Chess Mess
Something stinks in the world of chess. And it’s not frequent bathroom breaks.
BY GARRY KASPAROV
Monday, October 2, 2006 1:15 p.m. EDT
It usually takes a scandal to get the world’s pre-eminent mind sport into the news these days. The latest example comes from the current world chess championship in Elista, Russia. The match between Russia’s Vladimir Kramnik and Veselin Topalov of Bulgaria was intended to unify the chess championship that has been divided since my challenger and I broke away from the international chess federation (FIDE) in 1993 in an attempt to professionalize the sport.
The first four games of Kramnik-Topalov–the match was scheduled for 12 games–received scant attention in the world press. That changed when the Bulgarians published a complaint about Mr. Kramnik’s frequent trips to the restroom during the games, calling his behavior “suspicious” and threatening to abandon the match. The appeals committee governing the match agreed, and ruled to close the players’ private restrooms, which would be replaced by a shared one. (How it pains me to see such distasteful events driving the coverage of a world championship.) Mr. Kramnik protested the decision by sitting out the fifth game and was forfeited. Currently the match sits suspended.
The article ended with…
Combine this collapsing power structure with players and managers concerned only with self-interest and making money, and what happened in Elista was practically inevitable. In fact, most of the principal actors in Elista stand to gain from the cancellation of the match. Mr. Topalov was losing at the game and so he switched to gamesmanship. If the match is aborted he can claim he wasn’t defeated and so maintain his status as FIDE champion.

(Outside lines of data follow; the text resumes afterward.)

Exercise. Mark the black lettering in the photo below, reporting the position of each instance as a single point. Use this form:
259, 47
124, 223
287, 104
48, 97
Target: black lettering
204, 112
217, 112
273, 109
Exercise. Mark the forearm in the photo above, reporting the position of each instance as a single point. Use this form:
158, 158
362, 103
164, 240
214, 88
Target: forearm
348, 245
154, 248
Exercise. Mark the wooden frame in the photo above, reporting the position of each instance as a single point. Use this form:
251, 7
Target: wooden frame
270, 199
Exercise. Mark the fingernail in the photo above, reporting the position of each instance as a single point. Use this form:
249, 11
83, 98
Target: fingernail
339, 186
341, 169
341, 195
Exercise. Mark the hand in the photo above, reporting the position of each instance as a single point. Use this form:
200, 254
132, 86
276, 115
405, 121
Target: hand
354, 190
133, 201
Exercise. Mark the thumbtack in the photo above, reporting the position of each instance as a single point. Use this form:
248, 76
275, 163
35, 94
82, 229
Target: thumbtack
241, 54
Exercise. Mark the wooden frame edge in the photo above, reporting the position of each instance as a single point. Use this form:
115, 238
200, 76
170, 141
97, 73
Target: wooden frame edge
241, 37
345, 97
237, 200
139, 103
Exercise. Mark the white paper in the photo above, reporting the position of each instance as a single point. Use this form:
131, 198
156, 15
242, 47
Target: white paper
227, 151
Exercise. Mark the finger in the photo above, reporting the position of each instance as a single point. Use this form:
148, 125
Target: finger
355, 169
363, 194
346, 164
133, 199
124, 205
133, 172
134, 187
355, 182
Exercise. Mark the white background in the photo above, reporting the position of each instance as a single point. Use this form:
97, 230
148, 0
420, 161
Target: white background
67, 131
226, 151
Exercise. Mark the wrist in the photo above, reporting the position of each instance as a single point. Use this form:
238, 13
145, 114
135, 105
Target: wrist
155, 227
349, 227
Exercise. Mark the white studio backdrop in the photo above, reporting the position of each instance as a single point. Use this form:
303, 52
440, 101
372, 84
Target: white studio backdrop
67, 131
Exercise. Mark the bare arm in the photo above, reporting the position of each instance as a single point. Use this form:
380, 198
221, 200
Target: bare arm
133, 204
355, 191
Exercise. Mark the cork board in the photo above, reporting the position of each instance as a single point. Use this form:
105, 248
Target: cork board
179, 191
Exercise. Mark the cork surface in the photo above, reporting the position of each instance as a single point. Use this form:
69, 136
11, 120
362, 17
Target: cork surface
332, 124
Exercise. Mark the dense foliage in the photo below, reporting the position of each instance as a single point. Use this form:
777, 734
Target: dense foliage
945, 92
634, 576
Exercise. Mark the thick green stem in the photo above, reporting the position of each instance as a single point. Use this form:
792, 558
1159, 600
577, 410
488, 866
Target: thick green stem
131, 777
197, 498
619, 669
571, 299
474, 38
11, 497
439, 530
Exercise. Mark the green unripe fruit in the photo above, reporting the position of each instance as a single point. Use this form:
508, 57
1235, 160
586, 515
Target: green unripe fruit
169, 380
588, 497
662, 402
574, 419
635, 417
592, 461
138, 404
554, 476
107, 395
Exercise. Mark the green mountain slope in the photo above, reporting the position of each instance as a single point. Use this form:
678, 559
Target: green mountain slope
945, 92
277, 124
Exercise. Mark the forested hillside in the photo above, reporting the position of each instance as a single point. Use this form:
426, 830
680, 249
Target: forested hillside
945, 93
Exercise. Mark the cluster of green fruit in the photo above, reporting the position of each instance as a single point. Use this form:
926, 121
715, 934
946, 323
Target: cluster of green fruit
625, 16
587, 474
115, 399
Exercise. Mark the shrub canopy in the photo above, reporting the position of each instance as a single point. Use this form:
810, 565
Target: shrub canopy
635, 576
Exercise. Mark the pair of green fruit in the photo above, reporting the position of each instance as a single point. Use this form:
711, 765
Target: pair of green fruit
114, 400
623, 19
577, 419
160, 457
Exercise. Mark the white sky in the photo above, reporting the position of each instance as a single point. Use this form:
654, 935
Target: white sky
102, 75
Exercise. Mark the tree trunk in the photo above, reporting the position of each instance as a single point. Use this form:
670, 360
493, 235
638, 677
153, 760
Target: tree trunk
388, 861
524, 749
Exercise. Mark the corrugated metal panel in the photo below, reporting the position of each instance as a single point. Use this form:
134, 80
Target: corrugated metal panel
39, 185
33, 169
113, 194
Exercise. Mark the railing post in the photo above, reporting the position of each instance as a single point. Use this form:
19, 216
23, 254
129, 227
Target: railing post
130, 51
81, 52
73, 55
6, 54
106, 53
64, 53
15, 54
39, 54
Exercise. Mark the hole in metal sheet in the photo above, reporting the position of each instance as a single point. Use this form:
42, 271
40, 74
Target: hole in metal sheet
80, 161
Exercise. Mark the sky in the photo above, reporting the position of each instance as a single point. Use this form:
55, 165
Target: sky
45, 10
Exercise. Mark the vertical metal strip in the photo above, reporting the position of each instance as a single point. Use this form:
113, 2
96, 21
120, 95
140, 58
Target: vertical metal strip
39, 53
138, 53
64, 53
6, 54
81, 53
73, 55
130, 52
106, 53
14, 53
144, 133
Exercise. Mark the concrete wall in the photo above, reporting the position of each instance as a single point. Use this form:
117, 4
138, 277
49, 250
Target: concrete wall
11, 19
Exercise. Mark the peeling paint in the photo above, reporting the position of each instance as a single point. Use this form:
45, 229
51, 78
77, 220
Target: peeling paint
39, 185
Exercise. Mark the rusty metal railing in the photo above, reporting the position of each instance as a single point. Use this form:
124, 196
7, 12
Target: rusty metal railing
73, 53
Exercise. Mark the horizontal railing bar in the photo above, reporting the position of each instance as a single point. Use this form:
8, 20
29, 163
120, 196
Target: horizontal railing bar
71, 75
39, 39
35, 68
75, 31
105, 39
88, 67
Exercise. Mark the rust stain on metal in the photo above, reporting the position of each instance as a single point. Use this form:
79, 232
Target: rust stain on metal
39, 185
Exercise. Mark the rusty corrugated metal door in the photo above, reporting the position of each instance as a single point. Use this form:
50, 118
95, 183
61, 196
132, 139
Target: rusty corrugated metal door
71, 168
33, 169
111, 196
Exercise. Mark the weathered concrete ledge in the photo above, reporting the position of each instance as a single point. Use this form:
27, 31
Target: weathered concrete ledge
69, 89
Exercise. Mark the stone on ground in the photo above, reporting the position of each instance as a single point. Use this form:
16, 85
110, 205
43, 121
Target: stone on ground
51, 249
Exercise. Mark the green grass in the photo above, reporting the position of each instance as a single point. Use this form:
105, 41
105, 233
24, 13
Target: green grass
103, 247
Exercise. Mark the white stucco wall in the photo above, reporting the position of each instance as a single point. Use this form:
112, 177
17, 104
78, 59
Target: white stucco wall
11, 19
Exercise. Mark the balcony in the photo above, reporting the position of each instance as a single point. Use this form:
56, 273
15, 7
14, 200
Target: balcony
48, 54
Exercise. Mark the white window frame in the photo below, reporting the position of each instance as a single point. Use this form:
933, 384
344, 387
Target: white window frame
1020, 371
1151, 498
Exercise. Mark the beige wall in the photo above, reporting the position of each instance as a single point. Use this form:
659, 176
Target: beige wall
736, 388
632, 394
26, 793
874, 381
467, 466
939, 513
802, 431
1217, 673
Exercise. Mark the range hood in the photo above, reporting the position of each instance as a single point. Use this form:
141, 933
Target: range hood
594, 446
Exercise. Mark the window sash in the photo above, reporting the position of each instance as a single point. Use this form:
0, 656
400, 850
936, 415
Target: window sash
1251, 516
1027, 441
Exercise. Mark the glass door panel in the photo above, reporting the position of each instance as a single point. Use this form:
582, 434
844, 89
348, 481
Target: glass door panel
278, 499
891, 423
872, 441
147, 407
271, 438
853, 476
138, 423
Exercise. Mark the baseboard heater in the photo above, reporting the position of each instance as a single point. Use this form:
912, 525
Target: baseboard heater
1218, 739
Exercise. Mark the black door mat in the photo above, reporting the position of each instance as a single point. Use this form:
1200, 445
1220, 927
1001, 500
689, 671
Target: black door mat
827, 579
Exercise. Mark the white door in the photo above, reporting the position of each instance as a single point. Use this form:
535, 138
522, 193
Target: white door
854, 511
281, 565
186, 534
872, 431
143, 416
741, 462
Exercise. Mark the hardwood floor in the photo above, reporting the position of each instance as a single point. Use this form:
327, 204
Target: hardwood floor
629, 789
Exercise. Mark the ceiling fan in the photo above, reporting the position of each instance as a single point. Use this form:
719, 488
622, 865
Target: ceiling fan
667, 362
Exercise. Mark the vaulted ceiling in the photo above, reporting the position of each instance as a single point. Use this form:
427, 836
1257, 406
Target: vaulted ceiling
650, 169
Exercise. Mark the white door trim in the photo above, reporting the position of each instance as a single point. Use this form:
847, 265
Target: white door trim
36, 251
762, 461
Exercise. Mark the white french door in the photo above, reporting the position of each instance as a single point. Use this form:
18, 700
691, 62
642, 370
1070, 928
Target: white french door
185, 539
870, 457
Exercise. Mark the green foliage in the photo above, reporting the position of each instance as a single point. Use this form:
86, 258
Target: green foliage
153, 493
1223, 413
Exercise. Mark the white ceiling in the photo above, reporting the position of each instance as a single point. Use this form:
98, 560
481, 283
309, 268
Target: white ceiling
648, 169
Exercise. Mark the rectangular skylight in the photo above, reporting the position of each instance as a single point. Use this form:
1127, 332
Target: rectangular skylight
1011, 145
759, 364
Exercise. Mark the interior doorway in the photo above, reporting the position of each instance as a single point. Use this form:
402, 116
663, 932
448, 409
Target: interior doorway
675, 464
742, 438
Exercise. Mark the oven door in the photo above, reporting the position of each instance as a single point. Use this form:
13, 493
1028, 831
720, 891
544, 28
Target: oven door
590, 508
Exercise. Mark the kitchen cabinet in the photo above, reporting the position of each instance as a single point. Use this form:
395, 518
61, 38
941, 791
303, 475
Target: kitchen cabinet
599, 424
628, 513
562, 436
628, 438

Mr. Kramnik rose to the provocation and now may walk off with the same faded title he took from me in 2000. For years he avoided both a rematch and unification with FIDE. If this chaos isn’t resolved he can go on to claim “champion for life” standing outside of FIDE.
Just like their brothers in spirit in the Kremlin, the chess nomenclatura hope to prolong the anarchy and corruption from which they have profited for so long. Mr. Ilyumzhinov needs this match to continue, but it is he who sowed the seeds of its downfall.
For a game associated with brainpower, chess’s leaders and its leading players have displayed remarkably little in recent years. They are now paying the price by having their pettiness and incompetence splashed across front pages around the world.